Further, new care facilities were created to accommodate the growing need during the pandemic. Using non-traditional locations for patient treatment and testing opens up new risks of cyberattack, as well as traditional risks. Notable gaps in risk management, specifically in security and risk compliance, creates new opportunities for cyber-attackers.
Using non-traditional locations for patient treatment and testing opens up new risks of cyberattack.
COVID-19 brought new changes to healthcare, notably the risk third-party vendors add to cybersecurity. Temporary changes seen during COVID-19 are becoming common workplace policy, such as the shift to remote work, untraditional healthcare sites, and employee turnover. All of these changes since COVID-19 have elevated the need for increased cybersecurity.

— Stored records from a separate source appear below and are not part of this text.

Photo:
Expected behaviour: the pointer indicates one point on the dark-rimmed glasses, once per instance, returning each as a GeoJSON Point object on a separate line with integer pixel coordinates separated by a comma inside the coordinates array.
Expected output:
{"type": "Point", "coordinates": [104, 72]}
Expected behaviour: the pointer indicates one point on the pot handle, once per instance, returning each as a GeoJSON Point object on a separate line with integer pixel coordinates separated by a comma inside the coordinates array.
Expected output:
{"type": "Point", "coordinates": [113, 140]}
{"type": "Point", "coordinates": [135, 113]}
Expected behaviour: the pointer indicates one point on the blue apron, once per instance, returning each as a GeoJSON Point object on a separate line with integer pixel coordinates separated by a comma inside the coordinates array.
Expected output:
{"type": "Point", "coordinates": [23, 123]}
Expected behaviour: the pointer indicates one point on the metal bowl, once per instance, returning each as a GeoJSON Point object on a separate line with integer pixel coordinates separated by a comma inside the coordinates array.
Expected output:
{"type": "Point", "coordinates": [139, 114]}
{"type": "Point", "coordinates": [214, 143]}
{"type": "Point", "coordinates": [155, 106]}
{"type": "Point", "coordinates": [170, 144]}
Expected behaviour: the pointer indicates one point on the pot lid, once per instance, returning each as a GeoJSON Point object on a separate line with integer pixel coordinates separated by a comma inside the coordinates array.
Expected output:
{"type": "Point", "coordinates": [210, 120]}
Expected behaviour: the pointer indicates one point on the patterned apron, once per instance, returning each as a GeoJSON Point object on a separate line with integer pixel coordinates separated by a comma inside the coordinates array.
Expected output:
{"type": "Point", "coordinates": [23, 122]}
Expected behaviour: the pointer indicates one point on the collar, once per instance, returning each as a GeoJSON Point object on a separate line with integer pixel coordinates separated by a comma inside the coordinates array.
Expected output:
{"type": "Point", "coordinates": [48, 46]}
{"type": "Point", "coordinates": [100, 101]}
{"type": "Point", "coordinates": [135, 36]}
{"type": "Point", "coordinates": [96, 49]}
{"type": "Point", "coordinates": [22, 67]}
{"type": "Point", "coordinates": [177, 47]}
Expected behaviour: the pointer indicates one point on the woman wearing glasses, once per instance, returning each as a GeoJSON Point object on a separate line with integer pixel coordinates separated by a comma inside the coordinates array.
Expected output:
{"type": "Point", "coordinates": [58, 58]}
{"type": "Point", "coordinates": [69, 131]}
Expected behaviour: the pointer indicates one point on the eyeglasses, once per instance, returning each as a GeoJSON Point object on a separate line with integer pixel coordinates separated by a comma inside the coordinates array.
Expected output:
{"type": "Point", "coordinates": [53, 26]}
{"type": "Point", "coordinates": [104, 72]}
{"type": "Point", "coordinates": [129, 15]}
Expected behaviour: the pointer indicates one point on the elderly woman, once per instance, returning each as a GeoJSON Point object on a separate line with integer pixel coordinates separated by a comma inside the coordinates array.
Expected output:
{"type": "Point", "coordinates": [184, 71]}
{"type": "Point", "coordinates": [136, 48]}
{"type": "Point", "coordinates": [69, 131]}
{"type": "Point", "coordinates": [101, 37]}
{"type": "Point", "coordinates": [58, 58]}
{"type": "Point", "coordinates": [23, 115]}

Cybersecurity policy should be a multi-faceted approach for protecting sensitive information, with safety features like encrypted data, multi-step authentication, and risk-based controlled access. For compliance, a validation process to satisfy organization and industry frameworks should be implemented. When security and compliance are working, this process can expose new emerging risks before they become data breaches.
The Need for New Risk Management Strategies in Healthcare
Risk management strategy seeks out potential risks to the organization. If a risk is not isolated, then a potential threat is not isolated; therefore, a system for security and compliance is needed in order to seek out potential risk and mitigate the potential threat.
Third-party vendors allow for organizations to focus on patient care, rather than operations, but bring added risk to the organization. Fourth-party vendors are a typically unseen risk against data breaches, and are not always caught by a system of security and compliance.
In an industry focused on saving lives, a strategy to seek out and address potential risk is vital; health care risk management protects a vulnerable system.